Opioid addiction creates severe distress in those who are struggling with it, but there is hope—and solutions. Treatment relapse for opioid addiction can take many paths, each of which involves its own challenges.

In this blog post, we’ll discuss the eight stages of opioid addiction treatment relapse. By understanding these stages, those looking to break away from their battle with opioids will be better equipped to make positive changes in their lives and create a sustainable pathway for future success.


The first stage of treatment is detoxification, during which the body is cleansed of all traces of the drug. This can be a difficult and uncomfortable process, as it can cause withdrawal symptoms such as nausea, vomiting, and diarrhea.

Inpatient Treatment

After detoxification, the next stage of treatment is typically inpatient treatment. During this phase, patients live at a residential facility where they receive around-the-clock care and supervision.

This allows them to focus on their recovery without having to worry about work, family, or other responsibilities.

Outpatient Treatment

8 Stages Of Opioid Addiction Treatment Relapse

After completing inpatient treatment, some patients may move on to outpatient treatment. This type of treatment allows patients to live at home while still receiving regular therapy and counseling sessions.

Outpatient treatment can be a good option for those who have a strong support system at home.

Sober Living Homes

Sober living homes are another option for those in recovery from opioid addiction. These homes provide a structured and supportive environment for residents as they transition back into society.

Sober-living homes typically have rules and regulations that residents must follow, such as abstaining from drugs and alcohol and participating in regular house meetings.

Therapeutic Communities

Therapeutic communities are long-term residential treatment programs that focus on helping patients develop a new way of life free from drug use.

Residents of therapeutic communities live and work together in an environment that promotes recovery and personal growth. Therapeutic communities typically last for six to twelve months, although some programs may be shorter or longer in duration.

Self-Help Groups

Self-help groups are another important part of recovery from opioid addiction. These groups provide peer support and allow members to share their experiences with others who are going through similar challenges.
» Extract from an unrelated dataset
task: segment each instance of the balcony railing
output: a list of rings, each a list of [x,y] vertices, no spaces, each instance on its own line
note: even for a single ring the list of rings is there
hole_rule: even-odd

Some self-help groups include Alcoholics Anonymous (AA), Narcotics Anonymous (NA), and SMART Recovery (Self-Management And Recovery Training).

Medication-Assisted Treatment

Medication-assisted treatment (MAT) is a type of treatment that combines medication with behavioral therapy to treat substance use disorders.

MAT can be an effective option for those struggling with opioid addiction, as it can help reduce cravings and prevent relapse

In conclusion

Relapse doesn’t need to be a black mark on your recovery story, instead can become part of an even more triumphant journey of resilience.

If you find yourself facing a relapse or if you are considering treatment for addiction, it is important to remember that though relapse is a very real possibility and a normal part of the recovery process, there are myriad resources available to support and sustain recovery.

At Grand Falls Center for Recovery, we strive to make sure that everyone has access to evidence-based addiction treatments and tools for effective self-care. We believe in fostering a network of support to help individuals succeed in their addiction treatment goals over the course of time with compassion and dignity.